As public relations professionals, we understand the importance of managing reputations and the impacts they can have on a company’s bottom line. Lately, though, it seems like an increasing number of companies are actively speaking out in support of social and political issues, such as marriage equality, climate change, gun control and a host of other controversial topics.
CEOs are realizing that publicly voicing their opinions about these social and political issues can connect them to customers and shareholders on a much deeper level. Although taking these stances promotes greater transparency and can elevate reputations, it can just as easily backfire, especially if a company is not aware of its audience. Any public relations professional would tell a client to take their customers into consideration before announcing support for one cause or another. It is essential for a company, particularly the CEO, to understand customer values, beliefs, habits and overall lifestyle before saying anything.
Now, what happens when you are a huge corporation trying to please a wide customer base with varying sensitivities? Just ask Starbucks, which recently faced a difficult situation when the nation’s gun owners declared August 9th ‘Starbucks Appreciation Day.’ This stemmed from the fact that Starbucks has a corporate policy following state gun laws, including ‘open carry’ laws in more than 40 states (including Connecticut) that allows permit-holding customers to bring their loaded weapons into the coffee shop.
Just to be clear, ‘Starbucks Appreciation Day’ was spearheaded by the gun activist community as a way to thank Starbucks for respecting what they perceive to be their second amendment rights.

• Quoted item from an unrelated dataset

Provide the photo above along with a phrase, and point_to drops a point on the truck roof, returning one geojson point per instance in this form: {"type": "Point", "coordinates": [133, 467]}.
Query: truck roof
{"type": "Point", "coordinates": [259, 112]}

Starbucks did not promote or endorse it in any way. Zack Hutson, a Starbucks spokesperson, stated that “we comply with local laws and statutes in the communities we serve, abiding by laws that permit open carry.”
As you can imagine, this did not go over well at the Starbucks in Newtown, Connecticut, where the Sandy Hook shooting tragedy took place late last year. This put the company in a situation where they had to act fast and, in good old Starbucks fashion, they passed with flying colors. The Newtown Starbucks closed five hours early, before the kickoff of ‘Starbucks Appreciation Day.’ A letter written by Chris Carr, Executive Vice President of U.S. Retail, was posted on the door explaining Starbucks’ rationale for the early closure.
Although this angered some gun-rights activists, Starbucks responded out of genuine compassion for a community which is still grieving. I commend Starbucks for their decision, and for their ability to react to unexpected situations arising from company policies. They are able to balance a good reputation while staying true to the Starbucks brand.
Do you think Starbucks did the right thing?